Forçats de la route – Dès 1906 la métaphore est déjà associée aux cyclistes du Tour

 A propos du spectaculaire et médiatique abandon des frères Pélissier lors du Tour de France 1924, Albert Londres, le célèbre journaliste présent sur cette édition pour le compte du Petit Parisien, n’a jamais écrit dans aucun de ses textes, l’expression « les forçats de la route ». En fait, l’inventeur de la célèbre métaphore est un journaliste, Maurice Genin, collaborateur de la Revue de l’Automobile Club du Rhône, qui l’avait utilisée en 1906, soit… dix-huit auparavant. Ce dernier, afin d’illustrer le labeur inhumain accompli par les semeurs d’énergie avait titré son article « les forçats de la route ».

Trois ans avant le reportage d’Albert Londres interviewant les Pélissier  sur leurs rudes conditions  d’As de la route, Roule-Lacaisse, reporteur du Miroir des Sports, caché derrière un pseudonyme, dans son commentaire de la troisième étape Cherbourg-Brest utilise la métaphore de forçats : « Nous passons dans un petit village de Bretagne. Toute la population est là égrenée en chapelet dans la Grande-Rue. Nos coureurs passent à 34 kilomètres à l’heure et Bretons et Bretonnes les regardent avec la stupeur mêlée de je ne sais quel respect effrayé de gens qui semblent regarder des forçats.

 LE PETIT PARISIEN

 Texte d’Albert Londres du 27 juin 1924 dans Le Petite Parisien : ni dans le titre ni dans l’article ne figure l’expression ‘’les Forçats de la route’’

 

Géants de la route – En 1908 dans l’Auto

 C’est Charles Ravaud, journaliste sportif et collaborateur à la rubrique cycliste de L’Auto, surnommé le Beau-Joli, qui, le premier, le 13 juillet 1908 dans ce quotidien et afin de magnifier les exploits des participants à la Randonnée de Juillet, les surnomme les géants de la route.
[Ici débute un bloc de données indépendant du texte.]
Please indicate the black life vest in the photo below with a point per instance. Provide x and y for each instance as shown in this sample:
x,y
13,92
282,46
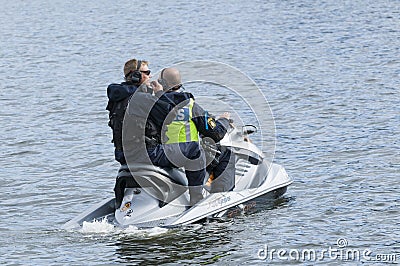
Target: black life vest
x,y
118,99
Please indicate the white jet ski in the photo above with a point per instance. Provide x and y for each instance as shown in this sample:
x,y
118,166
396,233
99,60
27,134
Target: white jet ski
x,y
161,198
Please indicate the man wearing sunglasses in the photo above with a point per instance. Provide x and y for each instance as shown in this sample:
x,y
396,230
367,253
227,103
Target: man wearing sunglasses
x,y
180,134
135,115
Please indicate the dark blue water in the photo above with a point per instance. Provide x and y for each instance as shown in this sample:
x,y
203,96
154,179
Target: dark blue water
x,y
330,71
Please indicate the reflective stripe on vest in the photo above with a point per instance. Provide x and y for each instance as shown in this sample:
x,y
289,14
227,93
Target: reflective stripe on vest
x,y
183,129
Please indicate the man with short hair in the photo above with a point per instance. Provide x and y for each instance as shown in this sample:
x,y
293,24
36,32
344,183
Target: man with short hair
x,y
146,114
180,134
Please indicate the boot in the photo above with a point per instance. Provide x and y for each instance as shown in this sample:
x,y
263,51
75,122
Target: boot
x,y
196,194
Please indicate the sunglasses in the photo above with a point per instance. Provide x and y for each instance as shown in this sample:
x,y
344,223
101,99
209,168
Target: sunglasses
x,y
147,72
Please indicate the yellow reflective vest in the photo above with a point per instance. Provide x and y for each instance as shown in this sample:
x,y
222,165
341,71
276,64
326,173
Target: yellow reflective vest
x,y
182,129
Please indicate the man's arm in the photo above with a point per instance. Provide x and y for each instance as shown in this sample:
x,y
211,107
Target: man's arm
x,y
208,126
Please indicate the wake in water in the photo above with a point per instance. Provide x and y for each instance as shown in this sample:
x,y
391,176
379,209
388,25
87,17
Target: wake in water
x,y
104,227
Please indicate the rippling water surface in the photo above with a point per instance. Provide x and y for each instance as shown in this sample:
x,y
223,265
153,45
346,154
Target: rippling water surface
x,y
330,71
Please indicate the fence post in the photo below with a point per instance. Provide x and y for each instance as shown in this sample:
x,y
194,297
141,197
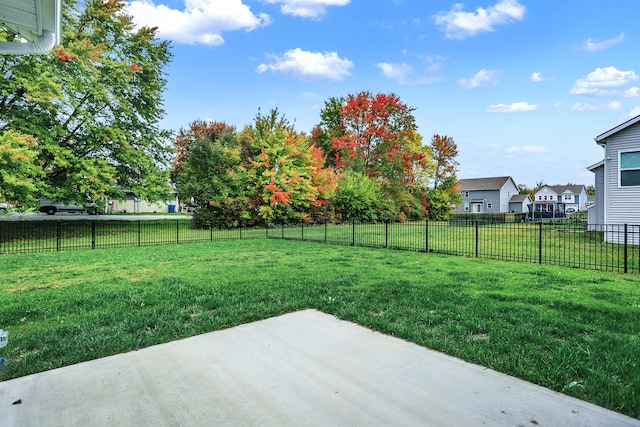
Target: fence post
x,y
325,230
626,249
477,228
93,234
426,236
540,242
353,233
386,234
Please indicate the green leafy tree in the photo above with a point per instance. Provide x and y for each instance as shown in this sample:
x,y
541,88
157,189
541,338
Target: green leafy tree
x,y
443,192
19,171
92,105
361,198
284,175
375,135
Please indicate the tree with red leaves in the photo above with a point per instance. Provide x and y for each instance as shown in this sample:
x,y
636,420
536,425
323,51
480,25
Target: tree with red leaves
x,y
375,135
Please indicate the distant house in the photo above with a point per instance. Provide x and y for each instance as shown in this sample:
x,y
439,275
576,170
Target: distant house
x,y
520,203
572,197
486,194
617,178
132,204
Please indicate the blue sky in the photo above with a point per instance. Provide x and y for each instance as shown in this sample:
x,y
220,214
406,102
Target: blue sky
x,y
522,86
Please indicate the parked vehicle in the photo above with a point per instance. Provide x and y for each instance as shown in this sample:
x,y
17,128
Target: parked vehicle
x,y
50,207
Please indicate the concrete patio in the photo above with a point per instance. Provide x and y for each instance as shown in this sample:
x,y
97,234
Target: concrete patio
x,y
304,368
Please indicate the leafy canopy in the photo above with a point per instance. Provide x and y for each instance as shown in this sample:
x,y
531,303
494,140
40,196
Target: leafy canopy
x,y
91,107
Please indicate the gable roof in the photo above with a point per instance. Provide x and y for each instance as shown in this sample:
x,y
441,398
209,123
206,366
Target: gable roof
x,y
600,139
559,189
517,198
495,183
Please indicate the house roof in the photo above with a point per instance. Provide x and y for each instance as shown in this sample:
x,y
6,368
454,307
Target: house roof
x,y
600,139
495,183
593,167
518,198
560,189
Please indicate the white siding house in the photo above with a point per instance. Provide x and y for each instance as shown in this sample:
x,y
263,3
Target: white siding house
x,y
486,194
618,180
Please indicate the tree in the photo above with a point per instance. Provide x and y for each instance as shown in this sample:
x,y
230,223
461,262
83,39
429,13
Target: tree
x,y
285,172
92,106
443,191
360,198
208,170
374,135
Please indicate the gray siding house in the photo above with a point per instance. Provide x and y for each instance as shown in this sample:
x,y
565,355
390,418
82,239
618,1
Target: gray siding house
x,y
570,196
486,194
519,203
617,179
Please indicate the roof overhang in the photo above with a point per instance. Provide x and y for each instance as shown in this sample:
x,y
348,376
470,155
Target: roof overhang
x,y
593,167
602,138
36,22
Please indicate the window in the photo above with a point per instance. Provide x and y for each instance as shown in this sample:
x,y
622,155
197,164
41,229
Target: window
x,y
630,169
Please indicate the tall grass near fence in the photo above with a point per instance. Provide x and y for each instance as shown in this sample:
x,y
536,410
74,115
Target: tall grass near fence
x,y
567,244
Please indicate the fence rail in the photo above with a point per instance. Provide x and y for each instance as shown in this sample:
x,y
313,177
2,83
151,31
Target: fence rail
x,y
599,247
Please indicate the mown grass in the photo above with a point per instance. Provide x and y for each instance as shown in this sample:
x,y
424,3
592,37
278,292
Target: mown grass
x,y
574,331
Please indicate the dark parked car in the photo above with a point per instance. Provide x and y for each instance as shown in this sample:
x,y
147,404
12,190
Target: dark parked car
x,y
50,207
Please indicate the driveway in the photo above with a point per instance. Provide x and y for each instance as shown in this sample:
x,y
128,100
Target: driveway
x,y
63,216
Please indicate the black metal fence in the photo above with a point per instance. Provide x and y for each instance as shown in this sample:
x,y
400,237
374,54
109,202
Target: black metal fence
x,y
38,236
573,244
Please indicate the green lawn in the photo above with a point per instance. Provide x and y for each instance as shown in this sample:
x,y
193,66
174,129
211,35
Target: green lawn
x,y
575,331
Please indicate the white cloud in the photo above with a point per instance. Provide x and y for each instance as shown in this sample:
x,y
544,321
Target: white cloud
x,y
309,64
615,105
202,21
634,113
482,78
403,74
603,81
399,72
595,46
528,149
307,8
537,77
458,24
516,107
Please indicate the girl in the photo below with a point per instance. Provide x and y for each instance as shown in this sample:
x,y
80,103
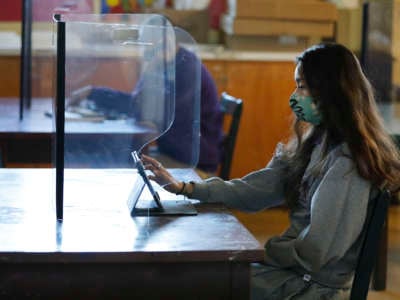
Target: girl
x,y
339,156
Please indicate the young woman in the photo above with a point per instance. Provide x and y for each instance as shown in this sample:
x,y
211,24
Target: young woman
x,y
339,156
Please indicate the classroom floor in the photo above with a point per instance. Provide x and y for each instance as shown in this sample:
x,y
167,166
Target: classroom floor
x,y
271,222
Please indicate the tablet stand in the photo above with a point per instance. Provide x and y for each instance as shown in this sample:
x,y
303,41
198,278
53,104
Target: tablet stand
x,y
166,207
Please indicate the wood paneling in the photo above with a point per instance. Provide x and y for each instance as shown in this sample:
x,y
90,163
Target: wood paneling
x,y
265,88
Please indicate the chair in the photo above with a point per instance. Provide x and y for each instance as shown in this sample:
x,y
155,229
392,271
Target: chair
x,y
232,107
374,229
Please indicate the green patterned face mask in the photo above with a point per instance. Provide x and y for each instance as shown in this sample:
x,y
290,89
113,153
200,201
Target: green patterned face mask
x,y
305,109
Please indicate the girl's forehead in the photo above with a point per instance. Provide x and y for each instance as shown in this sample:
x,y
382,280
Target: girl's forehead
x,y
298,74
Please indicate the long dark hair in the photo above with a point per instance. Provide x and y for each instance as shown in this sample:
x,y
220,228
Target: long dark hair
x,y
345,98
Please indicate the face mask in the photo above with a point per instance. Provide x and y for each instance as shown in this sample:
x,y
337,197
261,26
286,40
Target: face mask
x,y
305,109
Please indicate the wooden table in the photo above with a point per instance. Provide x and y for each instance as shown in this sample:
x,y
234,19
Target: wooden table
x,y
100,252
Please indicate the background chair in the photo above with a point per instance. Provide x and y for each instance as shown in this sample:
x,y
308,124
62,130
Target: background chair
x,y
377,215
232,109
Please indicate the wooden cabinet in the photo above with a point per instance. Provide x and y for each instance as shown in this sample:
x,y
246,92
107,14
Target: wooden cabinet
x,y
9,76
265,88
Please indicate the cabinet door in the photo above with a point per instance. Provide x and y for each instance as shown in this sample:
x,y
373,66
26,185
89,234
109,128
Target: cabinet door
x,y
265,88
217,68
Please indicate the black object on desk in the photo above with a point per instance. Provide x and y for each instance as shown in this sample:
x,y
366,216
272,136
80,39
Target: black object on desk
x,y
169,207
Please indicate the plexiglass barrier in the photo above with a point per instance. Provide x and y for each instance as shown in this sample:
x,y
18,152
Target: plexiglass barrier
x,y
38,49
126,84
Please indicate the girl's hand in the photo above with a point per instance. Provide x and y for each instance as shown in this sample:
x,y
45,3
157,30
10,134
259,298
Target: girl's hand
x,y
161,175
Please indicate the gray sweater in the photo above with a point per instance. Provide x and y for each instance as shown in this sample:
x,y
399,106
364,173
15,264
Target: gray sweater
x,y
324,236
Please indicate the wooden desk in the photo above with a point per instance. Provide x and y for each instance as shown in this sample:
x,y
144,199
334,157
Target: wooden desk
x,y
36,132
101,252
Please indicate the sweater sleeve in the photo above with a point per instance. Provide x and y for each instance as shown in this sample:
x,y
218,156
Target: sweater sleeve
x,y
255,191
338,211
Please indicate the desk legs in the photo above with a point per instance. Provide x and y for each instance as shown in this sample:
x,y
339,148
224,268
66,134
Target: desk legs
x,y
146,280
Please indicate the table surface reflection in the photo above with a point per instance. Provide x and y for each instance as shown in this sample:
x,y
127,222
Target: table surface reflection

Juges de paix – Expression inventée par Henri Desgrange (HD). Il désigne ainsi la haute montagne et ses passages hauts perchés

Dans son ouvrage « La Vie sportive » publié en 1913 mais commentant la Grande Boucle 1912, HD en voyant, lors de la cinquième étape Chamonix-Grenoble, les ténors de la route grimper les trente-trois kilomètres de sentes impossibles du Galibier, compare le géant des Alpes à un juge de paix. : « En voyant tous ces coureurs aborder le Galibier géant, je n’ai pu m’empêcher de les comparer à une théorie de plaideurs comparaissant volontairement devant un  juge de paix irrécusable, chargé de déterminer infailliblement leur valeur respective. C’est Eugène Christophe qui a gagné ce procès sportif. Mais il me faudrait citer l’ensemble des plaideurs si je voulais rendre justice à tous et si les minutes et la place ne m’étaient pas mesurées aujourd’hui. »

LE GALIBIER

Un Juge de paix sous les traits bourrus d’Henri Desgrange

JUGES DE PAIX

Les Juges de paix caricaturés par Pellos

                                         

L’Homme au marteau sévit à partir de 1923

Outil de fer, à manche de bois, propre à cogner. Est employé en ce sens dans l’expression l’Homme au marteau. Ce dernier est un mauvais génie invisible qui assène sur le crâne du coureur cycliste un coup d’assommoir moral. Il symbolise la défaillance soudaine et irrémédiable. Cette expression est surtout utilisée dans les défaillances en montagne.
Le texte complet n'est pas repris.